CFTC Issues No-Action Letter for CPOs of Certain Commodity Pools Not Registered as Investment Companies (CFTC Letter 14-112)
The CFTC Division of Swap Dealer and Intermediary Oversight issued a no-action letter for CPOs of certain commodity pools that are non-registered investment companies ("Parent Pools") that use wholly owned trading subsidiaries to trade commodity interests ("Trading Subsidiaries").
The letter grants no-action relief to a CPO for failure to provide the following:
- a separate annual report for a Parent Pool's Trading Subsidiary to the National Futures Association ("NFA"), pursuant to CFTC Rule 4.7(b) or 4.22(c); and
- a separate CPO-PQR report for a Parent Pool's Trading Subsidiary to NFA, pursuant to CFTC Rule 4.27(c).
The relief provided is dependent on (i) the CPO of the Parent Pool being the CPO of the Trading Subsidiary, (ii) the exposure to the Trading Subsidiary by the participants in its Parent Pool being shared pro rata, and (iii) the CPO providing a consolidated report for the Parent Pool that includes the data for the Trading Subsidiary to the NFA pursuant to CFTC Rule 4.27(c).

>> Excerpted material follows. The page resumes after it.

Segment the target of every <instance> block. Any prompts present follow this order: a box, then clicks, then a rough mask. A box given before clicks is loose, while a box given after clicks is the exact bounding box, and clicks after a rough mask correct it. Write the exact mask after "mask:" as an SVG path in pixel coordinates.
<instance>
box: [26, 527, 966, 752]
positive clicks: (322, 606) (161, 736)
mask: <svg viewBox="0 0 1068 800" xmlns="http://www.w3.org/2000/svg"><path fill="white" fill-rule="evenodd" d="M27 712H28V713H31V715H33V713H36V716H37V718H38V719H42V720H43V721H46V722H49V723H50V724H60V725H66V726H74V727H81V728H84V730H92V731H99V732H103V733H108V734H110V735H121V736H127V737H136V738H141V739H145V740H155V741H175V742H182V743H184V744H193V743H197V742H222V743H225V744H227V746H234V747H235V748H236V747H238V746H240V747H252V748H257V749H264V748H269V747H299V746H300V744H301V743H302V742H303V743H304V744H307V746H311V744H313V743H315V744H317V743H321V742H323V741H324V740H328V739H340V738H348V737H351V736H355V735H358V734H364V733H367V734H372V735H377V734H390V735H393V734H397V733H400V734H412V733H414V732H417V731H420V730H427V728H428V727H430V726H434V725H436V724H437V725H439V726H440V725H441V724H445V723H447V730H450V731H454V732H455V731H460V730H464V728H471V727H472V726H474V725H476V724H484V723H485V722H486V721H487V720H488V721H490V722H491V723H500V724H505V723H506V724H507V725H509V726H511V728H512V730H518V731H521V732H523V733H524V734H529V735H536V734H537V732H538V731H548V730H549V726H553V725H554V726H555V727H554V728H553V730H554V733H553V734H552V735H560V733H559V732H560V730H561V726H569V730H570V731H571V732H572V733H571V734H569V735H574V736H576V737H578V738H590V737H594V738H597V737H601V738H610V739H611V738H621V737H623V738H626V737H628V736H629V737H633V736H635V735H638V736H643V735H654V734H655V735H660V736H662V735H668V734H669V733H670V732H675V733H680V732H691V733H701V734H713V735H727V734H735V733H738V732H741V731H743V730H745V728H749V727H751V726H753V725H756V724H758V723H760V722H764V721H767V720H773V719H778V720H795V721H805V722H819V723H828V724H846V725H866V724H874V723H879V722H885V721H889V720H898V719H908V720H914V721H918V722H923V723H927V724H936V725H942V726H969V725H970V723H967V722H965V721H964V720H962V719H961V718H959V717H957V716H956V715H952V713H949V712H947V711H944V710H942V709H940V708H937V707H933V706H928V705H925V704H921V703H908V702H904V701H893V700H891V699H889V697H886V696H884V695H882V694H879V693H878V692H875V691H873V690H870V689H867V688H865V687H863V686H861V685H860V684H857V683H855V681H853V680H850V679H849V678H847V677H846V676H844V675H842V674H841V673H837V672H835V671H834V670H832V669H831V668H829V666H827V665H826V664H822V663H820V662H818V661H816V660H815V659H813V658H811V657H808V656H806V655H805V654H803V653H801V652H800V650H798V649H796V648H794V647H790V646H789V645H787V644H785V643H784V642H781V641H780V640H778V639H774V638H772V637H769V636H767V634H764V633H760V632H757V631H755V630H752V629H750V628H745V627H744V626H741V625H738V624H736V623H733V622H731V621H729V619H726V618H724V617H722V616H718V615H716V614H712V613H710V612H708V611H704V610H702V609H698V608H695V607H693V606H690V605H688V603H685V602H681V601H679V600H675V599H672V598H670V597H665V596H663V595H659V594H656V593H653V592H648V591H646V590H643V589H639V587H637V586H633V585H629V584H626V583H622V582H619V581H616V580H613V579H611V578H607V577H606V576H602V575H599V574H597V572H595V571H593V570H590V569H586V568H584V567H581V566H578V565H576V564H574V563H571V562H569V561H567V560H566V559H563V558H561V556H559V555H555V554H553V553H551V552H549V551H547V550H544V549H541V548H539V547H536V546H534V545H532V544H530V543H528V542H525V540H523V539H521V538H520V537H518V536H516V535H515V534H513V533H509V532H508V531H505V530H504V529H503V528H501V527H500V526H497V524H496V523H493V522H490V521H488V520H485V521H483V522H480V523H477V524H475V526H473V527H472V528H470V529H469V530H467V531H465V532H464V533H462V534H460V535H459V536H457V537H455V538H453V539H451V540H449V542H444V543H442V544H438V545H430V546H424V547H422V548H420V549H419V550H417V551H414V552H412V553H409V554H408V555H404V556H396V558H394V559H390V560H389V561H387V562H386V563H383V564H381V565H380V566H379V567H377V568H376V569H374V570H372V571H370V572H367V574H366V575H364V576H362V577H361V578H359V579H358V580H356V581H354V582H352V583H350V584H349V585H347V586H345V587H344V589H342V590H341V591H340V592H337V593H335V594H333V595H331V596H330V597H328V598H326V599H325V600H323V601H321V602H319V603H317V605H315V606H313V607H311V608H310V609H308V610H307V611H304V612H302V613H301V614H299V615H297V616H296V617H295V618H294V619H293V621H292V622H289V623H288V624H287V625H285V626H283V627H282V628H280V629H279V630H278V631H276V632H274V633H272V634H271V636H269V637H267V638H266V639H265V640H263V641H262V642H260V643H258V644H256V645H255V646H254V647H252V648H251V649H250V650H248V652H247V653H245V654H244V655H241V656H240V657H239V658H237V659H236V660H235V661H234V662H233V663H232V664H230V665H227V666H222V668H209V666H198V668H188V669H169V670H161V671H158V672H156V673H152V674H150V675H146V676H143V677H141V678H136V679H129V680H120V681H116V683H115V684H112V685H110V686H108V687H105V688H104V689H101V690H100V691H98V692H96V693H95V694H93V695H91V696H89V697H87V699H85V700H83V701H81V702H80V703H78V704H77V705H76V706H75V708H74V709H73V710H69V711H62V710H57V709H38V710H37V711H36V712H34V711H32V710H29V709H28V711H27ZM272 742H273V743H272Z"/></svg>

The CFTC previously issued similar relief in CFTC Letter 13-51 to CPOs of registered investment companies that utilize controlled foreign corporations. Letter 14-112 essentially expands the class of commodity pools for which a CPO may consolidate annual reports and CPO-PQR reports.
See: CFTC Letter 14-112.
Related news: CFTC No-Action Letter 13-51 for CPOs of SEC-Registered Investment Companies Having Subs That Are Controlled Foreign Corporations (September 5, 2013); NFA Notice I-13-36: Request for CPOs That Operate RICs Utilizing Wholly Owned Subsidiaries(November 18, 2013); NFA Notice I-13-44: Applicability of CFTC No-Action Letter 13-51 Regarding Reporting as to Subsidiaries That Are Pools (December 20, 2013).
Commentary
The following passage from the CFTC letter emphasizes the broad scope of the CPO registration requirement:
"the analysis of whether a CPO of a Trading Subsidiary is subject to registration and compliance with Part 4 of Commission regulations is independent of whether the activities of the Parent Pool trigger registration of such Parent Pool’s CPO. Therefore, even if the CPO of the Parent Pool is exempt from registration with respect to its operation of the Parent Pool, it is possible for that CPO to be required to be registered and subject to Part 4 of Commission regulations with respect to its operation of the Trading Subsidiary."